There are few published reports on the use of electroconvulsive therapy (ECT) in adolescents, and fewer in patients with catatonia secondary to anti-NMDAR encephalitis.^4,20,21 Although the number of treatments required varies greatly, patients with catatonia require more frequent ECT than those being treated for refractive depression. In one case report, seven bilateral ECT treatments were required in an anti-NMDAR encephalitis case with catatonia before sustained clinical improvement was achieved. The death rate in patients with untreated malignant catatonia is 10%–20%. The efficacy rates for treatment of catatonia are estimated to be 80%–100% with lorazepam, and 82%–96% with ECT.¹⁹ In the pediatric population (age 18 years and younger), ECT was found to be effective in 80% of cases of catatonia.²⁴ The adverse effects of ECT in young people are similar to those described in adults, with headache as the most frequent complaint. Muscle soreness, nausea, acute confusion, and time-limited anterograde and retrograde memory loss are also common.²²

ECT is rarely used in the pediatric population because of stigma and limited number of patients presenting with psychiatric illness severe enough to warrant petitioning its use. Even when parents consent, there are difficulties obtaining legal permission for its use in certain states. Although the exact mechanism of action remains unclear, animal models have shown that ECT causes up-regulation of NMDA-receptors, which hints at how it has been beneficial in patients with anti-NMDA encephalitis.²⁵ It may be an important intervention for treatment of the underlying disease process.

Prognosis

All patients require help from a multispecialty team, which includes physical therapists and rehabilitation specialists. Relapse or incomplete recovery is more common in patients without identifiable tumors or with relapsing teratomas.⁴ In a case series consisting primarily of adults, 75% of patients recovered their premorbid cognitive functioning, whereas 25% had persistent, severe deficits or died.³ Relapse has been reported in approximately 15%–25% of cases.^6,11 In a study of children and adolescents, 9 of 31 patients had full recovery; 14 of 31 had substantial improvement, but with mild deficits; and 8 of 31 had limited improvement, with signs of severe deficits.⁴ Gable et al. report that 10% of NMDAR-encephalitis cases, ranging in age from 11 years to 31 years, resulted in death.

Conclusion

Psychiatrists should have a high suspicion for anti-NMDAR encephalitis in young, female patients with acute seizures, associated with abrupt behavioral changes or dyskinesias. These symptoms, coupled with evidence of CSF lymphocytic pleocytosis or oligoclonal bands, an EEG with generalized slow-wave activity, and nonspecific, hyperintensities on brain MRI help support clinical suspicions.

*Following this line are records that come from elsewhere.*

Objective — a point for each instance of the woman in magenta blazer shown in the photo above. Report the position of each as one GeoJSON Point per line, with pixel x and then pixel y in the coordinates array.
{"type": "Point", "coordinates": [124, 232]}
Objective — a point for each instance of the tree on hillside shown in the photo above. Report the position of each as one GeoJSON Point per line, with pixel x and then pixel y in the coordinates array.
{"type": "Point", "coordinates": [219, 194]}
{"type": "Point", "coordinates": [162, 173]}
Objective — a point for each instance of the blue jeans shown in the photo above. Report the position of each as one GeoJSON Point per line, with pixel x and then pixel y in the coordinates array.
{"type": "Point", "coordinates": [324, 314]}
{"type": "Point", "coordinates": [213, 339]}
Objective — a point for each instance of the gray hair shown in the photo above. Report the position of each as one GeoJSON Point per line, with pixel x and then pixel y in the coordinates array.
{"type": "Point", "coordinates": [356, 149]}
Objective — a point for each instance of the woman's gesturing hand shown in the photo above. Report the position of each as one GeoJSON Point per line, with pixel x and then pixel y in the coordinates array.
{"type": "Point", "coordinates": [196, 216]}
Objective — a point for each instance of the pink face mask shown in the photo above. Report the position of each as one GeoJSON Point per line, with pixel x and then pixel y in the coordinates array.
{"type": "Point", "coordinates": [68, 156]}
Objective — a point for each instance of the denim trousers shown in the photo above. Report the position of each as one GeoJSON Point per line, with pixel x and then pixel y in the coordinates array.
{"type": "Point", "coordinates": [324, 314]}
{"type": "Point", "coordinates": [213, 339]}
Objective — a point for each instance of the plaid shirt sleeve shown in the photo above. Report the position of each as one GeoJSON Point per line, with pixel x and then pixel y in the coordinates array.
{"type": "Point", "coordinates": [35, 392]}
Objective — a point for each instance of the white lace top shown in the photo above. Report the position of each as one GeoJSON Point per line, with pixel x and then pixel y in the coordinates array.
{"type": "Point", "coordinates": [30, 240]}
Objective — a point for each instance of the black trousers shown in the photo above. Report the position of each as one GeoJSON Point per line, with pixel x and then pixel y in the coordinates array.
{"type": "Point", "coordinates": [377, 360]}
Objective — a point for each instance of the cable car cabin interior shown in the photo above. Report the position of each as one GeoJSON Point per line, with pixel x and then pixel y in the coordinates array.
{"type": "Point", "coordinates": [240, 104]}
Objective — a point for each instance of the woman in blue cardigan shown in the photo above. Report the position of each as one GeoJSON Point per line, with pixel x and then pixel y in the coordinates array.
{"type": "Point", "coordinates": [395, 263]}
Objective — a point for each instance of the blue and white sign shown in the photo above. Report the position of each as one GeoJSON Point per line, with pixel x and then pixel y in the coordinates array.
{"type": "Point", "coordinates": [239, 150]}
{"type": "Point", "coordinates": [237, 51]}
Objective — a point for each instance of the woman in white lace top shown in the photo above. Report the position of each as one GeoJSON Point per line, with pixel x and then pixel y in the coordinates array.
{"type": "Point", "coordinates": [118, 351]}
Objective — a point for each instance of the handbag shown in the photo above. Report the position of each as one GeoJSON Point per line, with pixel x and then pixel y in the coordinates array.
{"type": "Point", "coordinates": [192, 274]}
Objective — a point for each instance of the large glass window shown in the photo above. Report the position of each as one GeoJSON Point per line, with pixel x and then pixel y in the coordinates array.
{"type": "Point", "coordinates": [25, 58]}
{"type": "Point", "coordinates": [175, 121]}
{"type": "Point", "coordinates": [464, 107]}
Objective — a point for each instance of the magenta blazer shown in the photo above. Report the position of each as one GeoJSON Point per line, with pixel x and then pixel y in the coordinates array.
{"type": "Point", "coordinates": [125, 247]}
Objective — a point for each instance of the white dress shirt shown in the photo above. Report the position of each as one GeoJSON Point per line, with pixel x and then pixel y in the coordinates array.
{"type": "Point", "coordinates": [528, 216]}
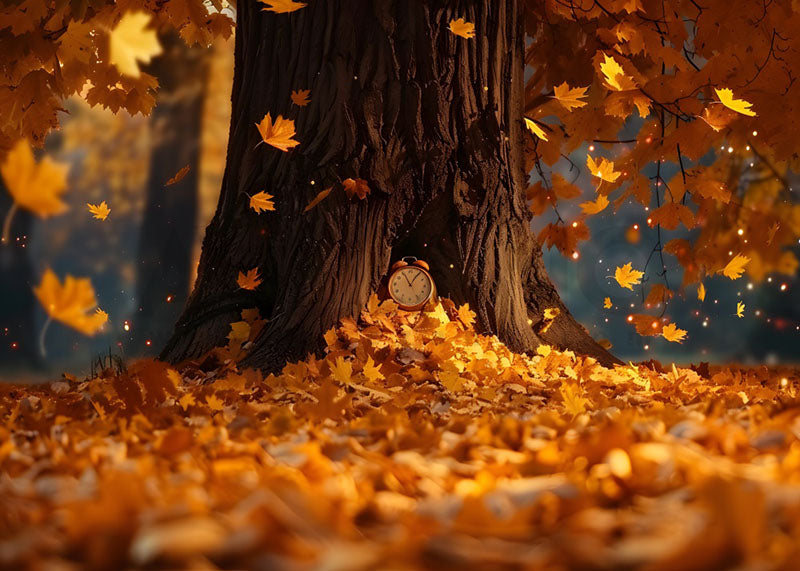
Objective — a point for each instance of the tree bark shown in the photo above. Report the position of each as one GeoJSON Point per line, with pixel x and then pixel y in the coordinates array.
{"type": "Point", "coordinates": [431, 120]}
{"type": "Point", "coordinates": [167, 232]}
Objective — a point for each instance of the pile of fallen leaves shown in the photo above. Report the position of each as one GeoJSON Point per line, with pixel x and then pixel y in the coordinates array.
{"type": "Point", "coordinates": [413, 442]}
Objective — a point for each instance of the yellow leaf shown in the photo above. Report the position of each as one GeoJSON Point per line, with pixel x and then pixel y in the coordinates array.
{"type": "Point", "coordinates": [574, 403]}
{"type": "Point", "coordinates": [604, 169]}
{"type": "Point", "coordinates": [570, 97]}
{"type": "Point", "coordinates": [99, 211]}
{"type": "Point", "coordinates": [371, 371]}
{"type": "Point", "coordinates": [595, 207]}
{"type": "Point", "coordinates": [281, 6]}
{"type": "Point", "coordinates": [462, 28]}
{"type": "Point", "coordinates": [738, 105]}
{"type": "Point", "coordinates": [534, 128]}
{"type": "Point", "coordinates": [615, 76]}
{"type": "Point", "coordinates": [343, 371]}
{"type": "Point", "coordinates": [261, 201]}
{"type": "Point", "coordinates": [317, 199]}
{"type": "Point", "coordinates": [130, 43]}
{"type": "Point", "coordinates": [627, 277]}
{"type": "Point", "coordinates": [35, 187]}
{"type": "Point", "coordinates": [300, 97]}
{"type": "Point", "coordinates": [251, 280]}
{"type": "Point", "coordinates": [278, 134]}
{"type": "Point", "coordinates": [735, 268]}
{"type": "Point", "coordinates": [670, 332]}
{"type": "Point", "coordinates": [356, 187]}
{"type": "Point", "coordinates": [71, 302]}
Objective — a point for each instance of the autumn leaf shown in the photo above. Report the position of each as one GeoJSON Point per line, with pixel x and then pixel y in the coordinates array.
{"type": "Point", "coordinates": [317, 199]}
{"type": "Point", "coordinates": [462, 28]}
{"type": "Point", "coordinates": [615, 76]}
{"type": "Point", "coordinates": [738, 105]}
{"type": "Point", "coordinates": [300, 97]}
{"type": "Point", "coordinates": [34, 186]}
{"type": "Point", "coordinates": [262, 201]}
{"type": "Point", "coordinates": [131, 43]}
{"type": "Point", "coordinates": [570, 97]}
{"type": "Point", "coordinates": [251, 280]}
{"type": "Point", "coordinates": [278, 134]}
{"type": "Point", "coordinates": [602, 169]}
{"type": "Point", "coordinates": [735, 267]}
{"type": "Point", "coordinates": [594, 207]}
{"type": "Point", "coordinates": [72, 303]}
{"type": "Point", "coordinates": [356, 187]}
{"type": "Point", "coordinates": [178, 175]}
{"type": "Point", "coordinates": [627, 277]}
{"type": "Point", "coordinates": [672, 333]}
{"type": "Point", "coordinates": [343, 371]}
{"type": "Point", "coordinates": [281, 6]}
{"type": "Point", "coordinates": [534, 128]}
{"type": "Point", "coordinates": [99, 211]}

Full recovery is obtained more often in patients who are started early on immune-suppressant therapy. Benzodiazepines and ECT may be warranted for treatment of progressive, life-threatening autonomic instability and muscle rigidity associated with malignant catatonia.

Additional research is necessary to determine the optimal treatment for this disease and its psychiatric manifestations. The best outcomes result from cooperation within a multidisciplinary team to address the needs of such medically complex patients.